NATO Summit in Bucharest – Winners and Losers

Posted in NATO | 08-Apr-08 | Author: Dieter Farwick

WSN covered the NATO Summit in Bucharest with a team of four WSN Editors, Nathalie Vogel, Manuela Paraipan, Dmitry Udalov and Carsten Michels. It was the largest summit in NATO history.

The official documents and the various official declarations might lead to the misperception that the NATO summit in Bucharest was a success for all participants.

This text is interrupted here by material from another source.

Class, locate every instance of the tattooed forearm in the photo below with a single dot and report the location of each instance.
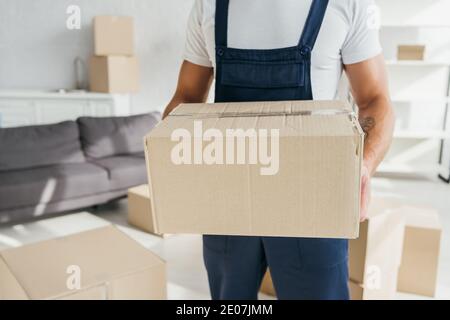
(367, 124)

Almost everybody got something to present at home. US President George W. Bush received NATO’s commitment to the anti-missile shield. Russia’s President Vladimir Putin had to swallow this development, but he was successful in blocking the initiative of the US and other NATO members to take Georgia and Ukraine into NATO’s Membership Action Plan already in 2008. Georgia and Ukraine have been guaranteed future membership without a time line. This fact has been overlooked by many observers as Gen (ret) Klaus Naumann, member of WSN International Advisory Board, stated: "They should have read the NATO communiqué which says:"We agreed today that these countries - Georgia and Ukraine - will become members of NATO" France and Germany were successful in blocking Ukraine and Georgia – at least in 2008. Macedonia was the only loser without compensation. Greece won the “name struggle” - strange politics, to put it mildly. Albania and Croatia were welcomed as new member states. If the stronger Albania would play the card of Albanian minorities in Macedonia, its entrance fee would be quite high for joining NATO and the EU – not forgetting Kosovo in this context.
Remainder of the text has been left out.